Some people are having a delayed reaction to the first dose of a Kovid vaccine, their hands are red, sore throat, itchy and swollen a week after the pill.
Although unpleasant reactions appear to be harmless. But angry skin conditions can be mistaken for infection. A letter was published on Wednesday In The New England Journal of Medicine. Doctors said they wanted to share information about the cases to prevent unnecessary use of antibiotics and to help ease patients’ concerns and reassure them that they could safely take their second vaccine shot.
A writer at Massachusetts General Hospital and an allergy specialist, Drs. Kimberly “We changed our patient once we saw it,” Brenthal said in an interview. “We said that redness, itching, and swelling were normal when you received the vaccine. We changed the word to say that you can start seven to 10 days after getting the vaccine.”
The letter described the experiences of 12 people who had “delayed large local reactions” that began four to 11 days after the first shot of the modern vaccine, in the middle of eight days. The report is not a controlled study, but rather a series of cases that came to the attention of doctors as those receiving the vaccine were concerned and wanted to know if they should get a second shot.
Most were vaccinated at Massachusetts General Hospital, where both modern and Pfizer-Bioentech vaccines were administered. But the delayed reactions occurred only in people receiving modern shots, Drs. Blumental said, “I don’t understand why.”
Moderna reported delayed skin reactions Large diagnostic test 0.8 percent in recipients after the first dose and 0.2 percent after the second dose.

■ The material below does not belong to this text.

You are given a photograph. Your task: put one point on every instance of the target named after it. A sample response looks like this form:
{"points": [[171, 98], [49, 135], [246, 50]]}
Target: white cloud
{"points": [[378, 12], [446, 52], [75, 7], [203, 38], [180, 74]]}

Dr. According to the letter from Blumenthal and 10 other physicians, all 12 people reported specific symptoms like a sore throat that often occur immediately after vaccination, and those initial symptoms had disappeared.
Then, a delayed response hit. In five people, large, bulging skin lesions have emerged that are measured 10 or more centimeters in diameter near the injection site. There were rashes in two other places, one near the elbow and one on the palm of the hand. Some also had systemic symptoms at the same time, such as fatigue and muscle pain.
Most treated skin symptoms with ice and antihistamines. But some required steroid, cream or pill form, and one was prescribed an antibiotic by a doctor who mistook the problem for infection.
Symptoms lasted between six days, ranging from two days to 11 days. All patients went to take the second shot. Nimmi did not have another delayed reaction, but all three developed the same symptom and three still reacted after the first shot.
Dr. Blumental said there were many unanswered questions about the responses. Ten of the 12 patients were women, but it is unclear whether women are at greater risk of the problem or whether there has been an imbalance because more of the vaccinated health workers were women.
Some were allergic to drugs, wasp stings or food, but others did not.
A skin biopsy on a patient indicated that the condition was a drug reaction. But exactly what the patient’s immune system was responding to is not known.
“I hope companies will find out,” Dr. Blumental said.
He said about 30 cases are now known, mostly among women and all recipients of the modern vaccine, he said, and the hospital has built one Registry to track them.